Nueve noches (Edhasa, 2011) arranca en su punto más alto: “Entrará en una tierra donde la verdad y la mentira no tienen ya los sentidos que lo han traído hasta aquí (…) Cuando usted venga en busca de aquello que el pasado enterró, precisará saber que ha llegado a las puertas de una tierra donde la memoria no puede ser exhumada, pues el secreto, único bien que se lleva a la tumba, es también la única herencia que se deja a los que quedan”. Bernardo Carvalho asume el riesgo y dobla la apuesta en cada página, en una novela que, como los grandes libros, tiene “de todo”: baste nombrar como obsesiones narrativas la paternidad, las relaciones de parentesco, el deseo, el amor y la culpa, el sentimiento ambiguo que produce el otro desconocido, el reduccionismo de las ciencias sociales, la defensa de la identidad por la vía de la resistencia y la oposición, el paternalismo etnológico y la mirada extranjera, también las tensiones políticas traducidas en batallas culturales.
En algunos pasajes, el libro pareciera absorber esa tensión constante y “teñida de ambigüedad” que, en palabras de Philippe Descola, investigador y discípulo de Claude Lévi-Strauss, mantiene la etnología con la literatura.
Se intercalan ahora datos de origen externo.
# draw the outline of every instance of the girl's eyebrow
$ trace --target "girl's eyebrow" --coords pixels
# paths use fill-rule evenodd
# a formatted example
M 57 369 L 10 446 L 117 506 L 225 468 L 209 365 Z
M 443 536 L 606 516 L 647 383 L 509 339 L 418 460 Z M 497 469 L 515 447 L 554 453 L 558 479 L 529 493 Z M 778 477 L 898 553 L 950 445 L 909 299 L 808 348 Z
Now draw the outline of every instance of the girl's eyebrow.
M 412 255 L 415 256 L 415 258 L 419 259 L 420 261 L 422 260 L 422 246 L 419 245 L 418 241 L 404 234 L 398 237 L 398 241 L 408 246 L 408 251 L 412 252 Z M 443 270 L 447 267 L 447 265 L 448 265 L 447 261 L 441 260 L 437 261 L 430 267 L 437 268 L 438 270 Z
Tensión que hace del profesional un guardián celoso de su estilo, bajo riesgo de “elevar a la etnología a la altura de un género literario”. La cuidadosa traducción de Leopoldo Brizuela nos deja ver estos y otros universos en un libro que ya es un clásico contemporáneo de la literatura brasileña.
*Carlos Ríos nació en Santa Teresita en 1967. Es autor de los libros de poemas Media romana (ediciones el broche, 2001), La salud de W.R. (dársena3, 2005), La recepción de una forma (bonobos, México, 2006) y Nosotros no (Ediciones UNL, Santa Fe, 2011, en prensa); de las plaquetas La dicha refinada (dársena3, 2009) y Háblenme de Rusia (Goles Rosas, 2010); de la novela Manigua (Entropía, 2009) y de los relatos A la sombra de Chaki Chan (Trópico Sur Editor, Uruguay, 2011) y El artista sanitario (Postales Japonesas, 2011, en prensa). Vivió en México entre los años 2002 y 2009.